For now, it’s a shabby shell of a 1968 motel undergoing renovation, heavy equipment crowding its courtyard. But in April, the refurbished former Traveller’s Inn at 120 Gorge Rd. will welcome a multi-generational aboriginal community desperately in need of affordable housing.
Grandparents raising grandchildren, young families and single adults 19 to 25 who work or attend school are vying to move into Siem Lelum House — which translates as Respected House in Salish.
Already about 70 applicants are on the waiting list for the 26 suites developed to echo the interactions of traditional village life, said Bruce Parisian, executive director of the Victoria First Nations Friendship Centre.
Siem Lelum has a flexible two-year occupancy program for tenants, who are expected to pay monthly rents of $425 for studios to $620 for a one-bedrooms or small family units. It’s one of two Traveller’s Inns purchased by the City of Victoria in 2010 for $5.8 million. The other is now the 36-unit Queens Manor, run by the Victoria Cool Aid Society at 710 Queens Ave., with ownership soon transferring to B.C. Housing.
Siem Lelum has undergone $1.1 million in renovations with the help of the city, the Capital Regional District, Ottawa’s Homelessness Partnering Strategy and Canada Mortgage and Housing Corp.
Chief Andy Thomas of the Esquimalt Nation told a media tour on Tuesday that the project is a major step in helping aboriginal peoples struggling to get by off the reserves “to feel like they have a home, even if they’re away from home.”
Several years ago, the Mayor’s Task Force on Homelessness found that while aboriginals make up 2.8 per cent of the local population, they represent 25 per cent of homeless people — a finding that appalled civic leaders, said Victoria Coun. Charlayne Thorton-Joe.
First Nations have a birth rate six times higher than other Canadians, and the number of children in care has had a huge impact on community life, including the plight of youth who have lived in up to 30 foster homes before the system abruptly stops paying for their care, Parisian said.
One major way to address those issues is by “putting a roof over their heads and supporting them,” he said.
“We’re going to create employment opportunities, training opportunities — there are many, many kinds of things that we’re trying to change here and one of the big issues is trying to change what’s happening with people at the poverty level.”
The first stage includes 14 studios, three one-bedroom apartments and nine small family apartments and a laundry room. Another 19 units are expected next year.

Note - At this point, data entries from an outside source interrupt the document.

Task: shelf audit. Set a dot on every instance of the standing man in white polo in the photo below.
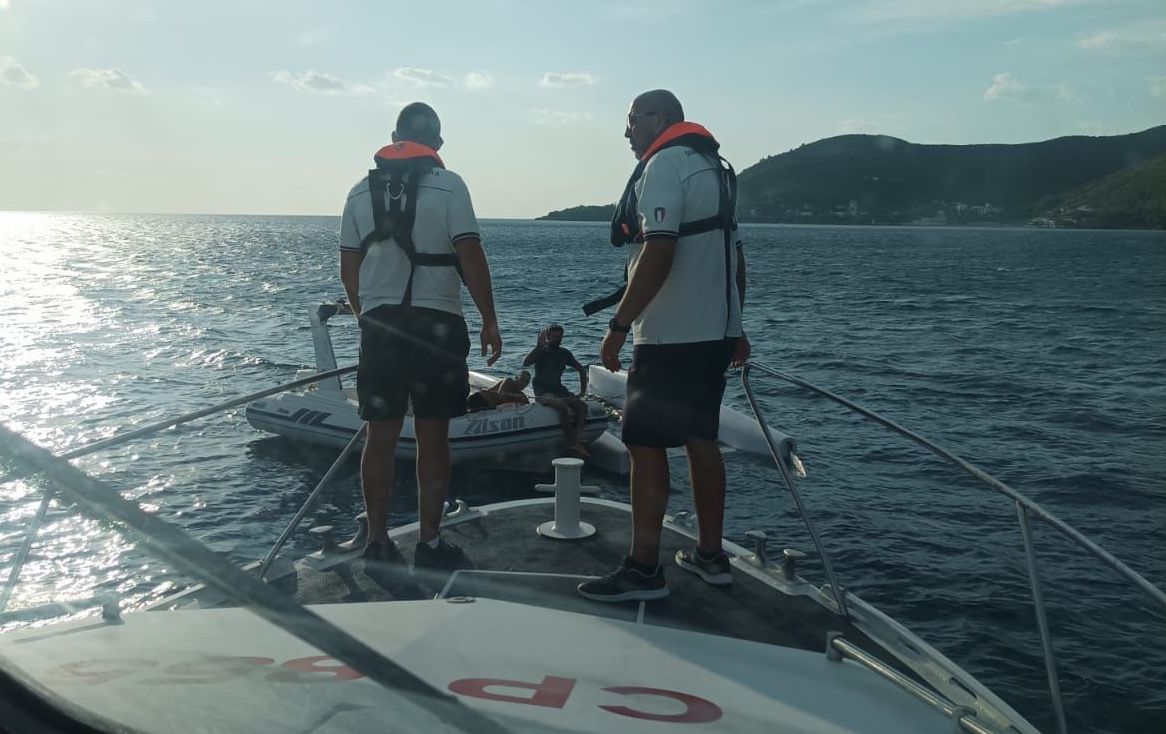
(683, 302)
(408, 239)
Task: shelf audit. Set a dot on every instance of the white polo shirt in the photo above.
(444, 217)
(699, 300)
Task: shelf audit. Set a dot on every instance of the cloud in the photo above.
(318, 82)
(952, 9)
(1006, 87)
(1129, 40)
(113, 79)
(14, 75)
(573, 78)
(478, 80)
(422, 77)
(555, 117)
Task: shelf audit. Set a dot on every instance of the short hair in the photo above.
(419, 122)
(664, 103)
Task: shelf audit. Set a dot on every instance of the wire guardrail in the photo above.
(26, 547)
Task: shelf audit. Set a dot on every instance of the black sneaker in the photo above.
(626, 584)
(445, 557)
(715, 570)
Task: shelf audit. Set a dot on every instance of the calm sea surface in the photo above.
(1037, 354)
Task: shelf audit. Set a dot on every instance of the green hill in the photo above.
(877, 178)
(603, 212)
(1135, 197)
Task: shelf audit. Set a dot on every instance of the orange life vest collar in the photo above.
(672, 133)
(406, 149)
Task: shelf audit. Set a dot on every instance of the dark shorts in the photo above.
(411, 353)
(674, 393)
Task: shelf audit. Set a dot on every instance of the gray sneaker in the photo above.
(625, 584)
(385, 565)
(714, 570)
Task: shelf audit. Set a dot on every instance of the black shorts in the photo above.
(411, 353)
(553, 390)
(674, 393)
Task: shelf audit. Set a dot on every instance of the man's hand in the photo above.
(609, 351)
(493, 339)
(742, 352)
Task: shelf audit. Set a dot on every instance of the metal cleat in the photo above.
(455, 509)
(566, 526)
(789, 558)
(759, 540)
(323, 534)
(111, 608)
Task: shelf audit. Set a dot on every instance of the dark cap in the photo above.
(419, 122)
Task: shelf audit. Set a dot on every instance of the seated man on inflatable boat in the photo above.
(501, 393)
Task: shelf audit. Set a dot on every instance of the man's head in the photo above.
(650, 114)
(418, 122)
(554, 334)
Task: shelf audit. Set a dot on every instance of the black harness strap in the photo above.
(725, 219)
(397, 223)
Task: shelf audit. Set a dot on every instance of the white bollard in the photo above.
(566, 526)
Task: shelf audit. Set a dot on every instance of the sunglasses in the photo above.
(633, 117)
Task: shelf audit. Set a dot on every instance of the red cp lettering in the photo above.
(696, 710)
(315, 669)
(553, 692)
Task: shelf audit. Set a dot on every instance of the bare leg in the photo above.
(377, 474)
(564, 415)
(707, 470)
(650, 500)
(433, 472)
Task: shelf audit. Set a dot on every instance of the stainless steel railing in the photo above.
(1025, 507)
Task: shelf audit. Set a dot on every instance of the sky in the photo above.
(240, 106)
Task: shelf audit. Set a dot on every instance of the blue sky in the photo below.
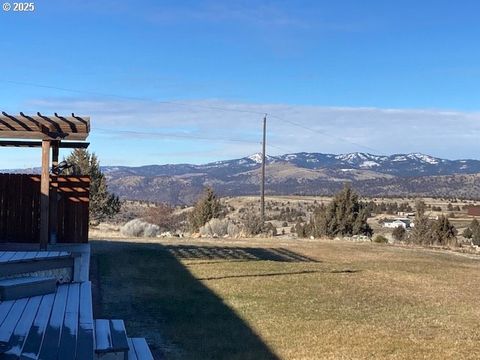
(336, 76)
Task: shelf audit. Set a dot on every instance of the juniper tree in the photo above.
(103, 204)
(344, 216)
(206, 208)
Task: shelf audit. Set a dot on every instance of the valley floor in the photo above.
(291, 299)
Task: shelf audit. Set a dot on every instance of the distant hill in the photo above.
(301, 173)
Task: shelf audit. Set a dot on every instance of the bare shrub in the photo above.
(215, 227)
(399, 233)
(255, 226)
(139, 228)
(207, 207)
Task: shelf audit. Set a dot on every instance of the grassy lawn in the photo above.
(292, 299)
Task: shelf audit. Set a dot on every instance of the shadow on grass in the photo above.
(156, 295)
(188, 252)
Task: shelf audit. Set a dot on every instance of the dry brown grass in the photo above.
(359, 301)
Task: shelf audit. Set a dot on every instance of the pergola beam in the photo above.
(44, 127)
(26, 143)
(45, 195)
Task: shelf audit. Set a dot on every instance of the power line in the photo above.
(183, 136)
(326, 134)
(179, 103)
(193, 105)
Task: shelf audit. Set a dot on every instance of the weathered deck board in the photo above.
(103, 339)
(5, 307)
(68, 339)
(141, 350)
(21, 331)
(11, 256)
(12, 318)
(131, 354)
(51, 339)
(35, 336)
(119, 335)
(85, 342)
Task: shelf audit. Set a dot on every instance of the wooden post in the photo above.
(53, 213)
(262, 187)
(44, 195)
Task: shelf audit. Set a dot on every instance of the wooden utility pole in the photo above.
(262, 189)
(45, 195)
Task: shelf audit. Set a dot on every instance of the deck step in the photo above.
(139, 350)
(110, 339)
(17, 288)
(42, 263)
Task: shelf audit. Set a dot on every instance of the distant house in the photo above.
(406, 214)
(473, 210)
(405, 223)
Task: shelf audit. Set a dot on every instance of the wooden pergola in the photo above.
(50, 133)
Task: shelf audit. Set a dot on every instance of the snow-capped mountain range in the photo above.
(301, 173)
(414, 164)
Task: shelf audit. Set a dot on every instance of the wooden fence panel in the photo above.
(20, 208)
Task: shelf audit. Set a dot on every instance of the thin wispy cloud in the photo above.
(216, 127)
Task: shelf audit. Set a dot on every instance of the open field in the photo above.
(291, 299)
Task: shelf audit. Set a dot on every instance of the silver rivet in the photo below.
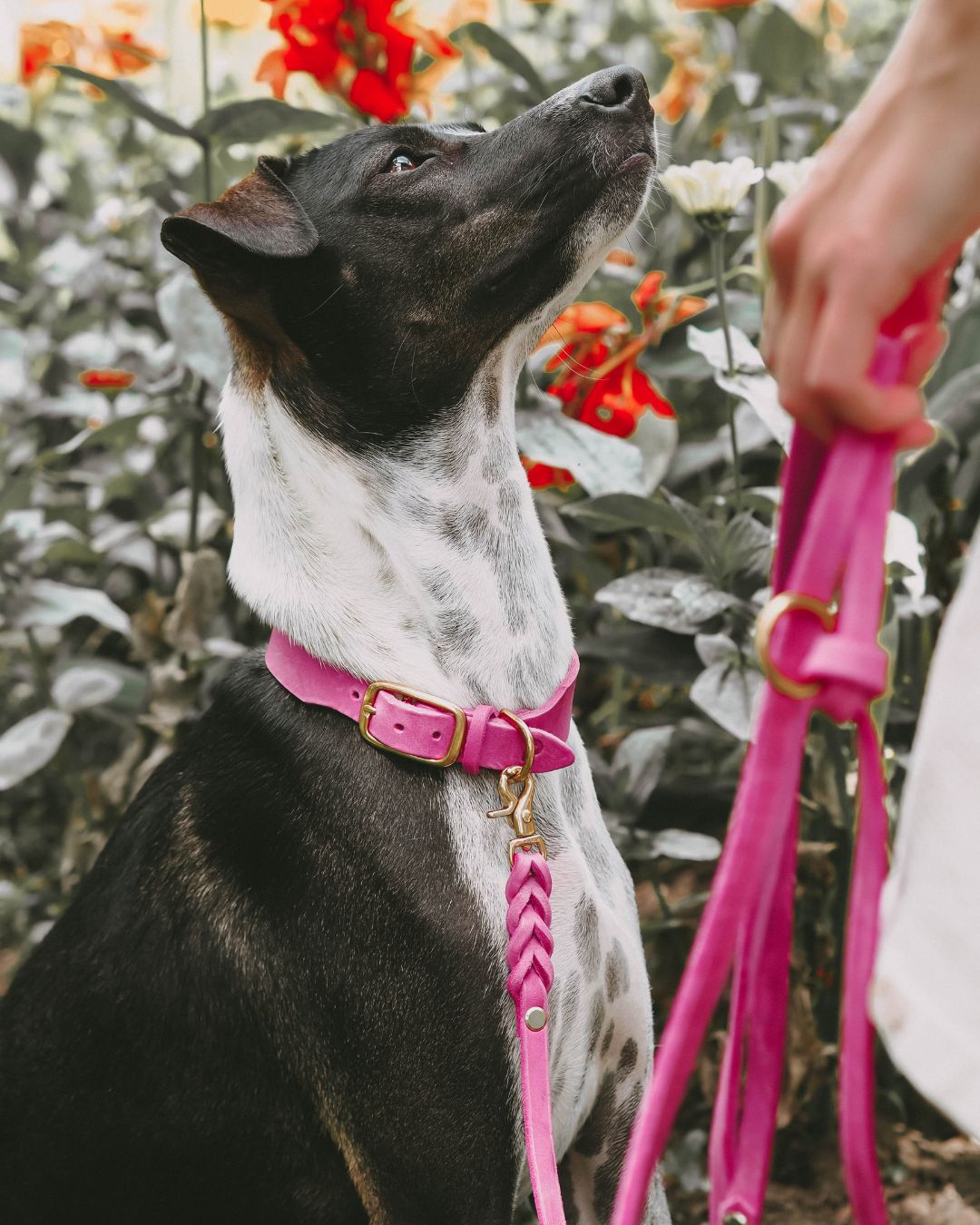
(535, 1018)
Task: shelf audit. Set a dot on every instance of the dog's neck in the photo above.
(426, 566)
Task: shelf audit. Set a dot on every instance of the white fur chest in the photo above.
(599, 1006)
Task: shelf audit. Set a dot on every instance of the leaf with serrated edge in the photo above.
(77, 689)
(51, 603)
(727, 693)
(30, 745)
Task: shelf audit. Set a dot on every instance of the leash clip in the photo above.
(516, 788)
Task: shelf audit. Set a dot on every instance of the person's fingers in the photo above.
(878, 409)
(818, 422)
(781, 247)
(791, 354)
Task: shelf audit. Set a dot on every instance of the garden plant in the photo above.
(650, 427)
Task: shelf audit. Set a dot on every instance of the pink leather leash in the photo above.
(518, 744)
(529, 961)
(829, 548)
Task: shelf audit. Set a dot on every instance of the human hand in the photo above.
(885, 211)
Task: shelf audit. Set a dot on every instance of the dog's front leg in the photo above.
(591, 1170)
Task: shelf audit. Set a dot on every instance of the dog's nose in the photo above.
(620, 88)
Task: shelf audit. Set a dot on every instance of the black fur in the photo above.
(239, 976)
(271, 1001)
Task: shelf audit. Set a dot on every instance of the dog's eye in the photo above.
(402, 162)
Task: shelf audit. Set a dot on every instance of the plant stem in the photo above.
(718, 267)
(198, 463)
(697, 287)
(198, 414)
(205, 104)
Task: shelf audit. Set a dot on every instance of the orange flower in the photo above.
(683, 88)
(618, 401)
(601, 384)
(107, 380)
(354, 48)
(108, 49)
(652, 301)
(543, 475)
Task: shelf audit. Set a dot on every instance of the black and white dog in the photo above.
(279, 994)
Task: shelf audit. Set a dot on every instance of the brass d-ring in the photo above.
(789, 602)
(528, 744)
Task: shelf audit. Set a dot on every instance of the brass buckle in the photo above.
(789, 602)
(368, 710)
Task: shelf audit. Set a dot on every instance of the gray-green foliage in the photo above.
(113, 632)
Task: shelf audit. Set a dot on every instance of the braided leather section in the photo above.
(528, 925)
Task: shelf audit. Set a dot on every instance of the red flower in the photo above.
(353, 48)
(543, 475)
(107, 380)
(597, 377)
(618, 401)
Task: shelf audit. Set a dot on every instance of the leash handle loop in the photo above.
(829, 548)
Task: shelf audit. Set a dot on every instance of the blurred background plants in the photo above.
(650, 426)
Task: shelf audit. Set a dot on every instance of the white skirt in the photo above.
(925, 996)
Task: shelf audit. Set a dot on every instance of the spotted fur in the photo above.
(279, 996)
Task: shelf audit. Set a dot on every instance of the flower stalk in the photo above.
(198, 412)
(717, 240)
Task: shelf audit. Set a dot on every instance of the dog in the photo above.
(279, 994)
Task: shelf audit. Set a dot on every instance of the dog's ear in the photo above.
(255, 220)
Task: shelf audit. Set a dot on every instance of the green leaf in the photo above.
(640, 762)
(727, 693)
(51, 603)
(83, 686)
(195, 328)
(683, 844)
(616, 512)
(505, 53)
(961, 352)
(744, 546)
(668, 599)
(20, 147)
(781, 52)
(712, 347)
(30, 745)
(260, 119)
(132, 98)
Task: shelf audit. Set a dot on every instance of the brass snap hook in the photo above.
(516, 788)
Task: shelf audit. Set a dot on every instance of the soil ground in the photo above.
(931, 1182)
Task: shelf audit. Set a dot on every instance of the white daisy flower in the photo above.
(789, 177)
(713, 189)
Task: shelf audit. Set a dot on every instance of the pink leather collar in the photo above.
(426, 728)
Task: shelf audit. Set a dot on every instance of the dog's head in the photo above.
(370, 279)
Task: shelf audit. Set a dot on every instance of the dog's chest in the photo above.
(599, 1004)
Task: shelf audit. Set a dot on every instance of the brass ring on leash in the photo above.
(789, 602)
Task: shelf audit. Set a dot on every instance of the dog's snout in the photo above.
(620, 88)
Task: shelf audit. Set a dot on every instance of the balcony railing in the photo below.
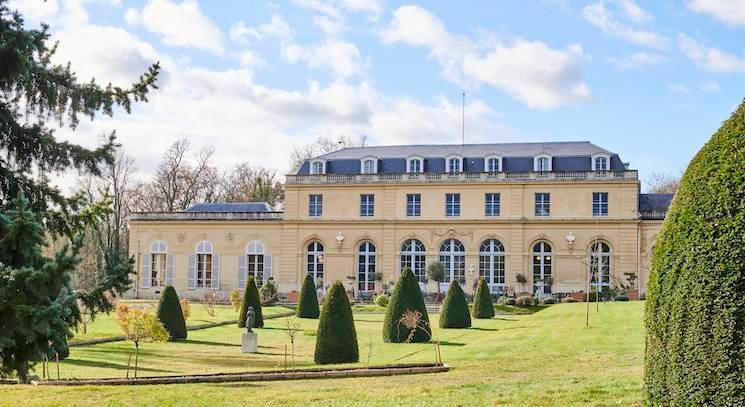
(476, 177)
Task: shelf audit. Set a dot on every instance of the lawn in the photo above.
(544, 358)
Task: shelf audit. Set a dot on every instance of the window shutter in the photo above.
(267, 266)
(169, 269)
(147, 271)
(215, 284)
(242, 271)
(192, 273)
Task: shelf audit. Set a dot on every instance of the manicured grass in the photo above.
(545, 358)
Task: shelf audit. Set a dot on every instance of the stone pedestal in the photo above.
(250, 342)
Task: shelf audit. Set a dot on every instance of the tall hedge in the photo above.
(336, 338)
(307, 305)
(695, 308)
(251, 298)
(483, 307)
(455, 312)
(169, 313)
(406, 296)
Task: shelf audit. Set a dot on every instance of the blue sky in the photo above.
(648, 80)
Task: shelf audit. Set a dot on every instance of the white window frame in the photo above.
(317, 161)
(458, 157)
(492, 157)
(411, 159)
(536, 160)
(607, 162)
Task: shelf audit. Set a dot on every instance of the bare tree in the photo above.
(663, 183)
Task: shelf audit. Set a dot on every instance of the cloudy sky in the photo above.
(648, 80)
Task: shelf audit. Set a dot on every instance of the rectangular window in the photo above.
(542, 204)
(452, 204)
(413, 204)
(315, 205)
(367, 205)
(492, 204)
(599, 204)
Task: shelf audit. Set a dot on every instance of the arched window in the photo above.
(366, 267)
(204, 264)
(413, 257)
(542, 268)
(600, 266)
(453, 257)
(314, 260)
(255, 261)
(491, 264)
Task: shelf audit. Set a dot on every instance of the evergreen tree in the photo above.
(307, 306)
(695, 308)
(336, 340)
(406, 297)
(171, 315)
(251, 299)
(483, 307)
(455, 308)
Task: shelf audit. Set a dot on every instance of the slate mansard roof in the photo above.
(516, 157)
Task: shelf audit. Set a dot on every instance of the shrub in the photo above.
(483, 307)
(382, 300)
(524, 301)
(336, 340)
(171, 315)
(251, 299)
(695, 309)
(406, 297)
(307, 305)
(455, 309)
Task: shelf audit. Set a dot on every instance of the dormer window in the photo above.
(454, 164)
(318, 167)
(415, 165)
(600, 162)
(493, 163)
(369, 165)
(542, 163)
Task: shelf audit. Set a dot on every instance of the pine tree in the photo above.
(483, 307)
(171, 315)
(455, 308)
(336, 340)
(307, 305)
(406, 297)
(251, 299)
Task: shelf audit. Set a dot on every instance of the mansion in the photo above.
(525, 216)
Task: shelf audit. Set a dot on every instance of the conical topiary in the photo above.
(454, 312)
(406, 297)
(336, 338)
(251, 298)
(169, 313)
(307, 306)
(483, 307)
(695, 308)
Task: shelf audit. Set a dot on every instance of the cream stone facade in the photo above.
(593, 218)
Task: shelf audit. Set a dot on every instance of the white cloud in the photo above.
(598, 15)
(711, 59)
(529, 71)
(731, 12)
(181, 24)
(638, 60)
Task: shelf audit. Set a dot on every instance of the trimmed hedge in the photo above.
(171, 315)
(336, 338)
(307, 305)
(251, 298)
(455, 312)
(695, 308)
(406, 296)
(483, 307)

A variety of support services will be available on and off site for tenants, who are expected to commit to “positive change in their lives” and give back one hour of volunteer service per week. There will be a community centre, with cooking and other kinds of classes
The city will shoulder a net purchase cost of $1.3 million not recovered from funding partners and is negotiating to sell Siem Lelum House to the Victoria Native Friendship Centre.
Suzanne Cole, executive director of the Burnside Gorge Community Association, said members are excited to see the long-awaited project under development. They’re looking for a strong partnership with the Friendship Centre, not just in terms of fitting in with the neighbourhood plan but to “really embrace and welcome Siem Lelum.”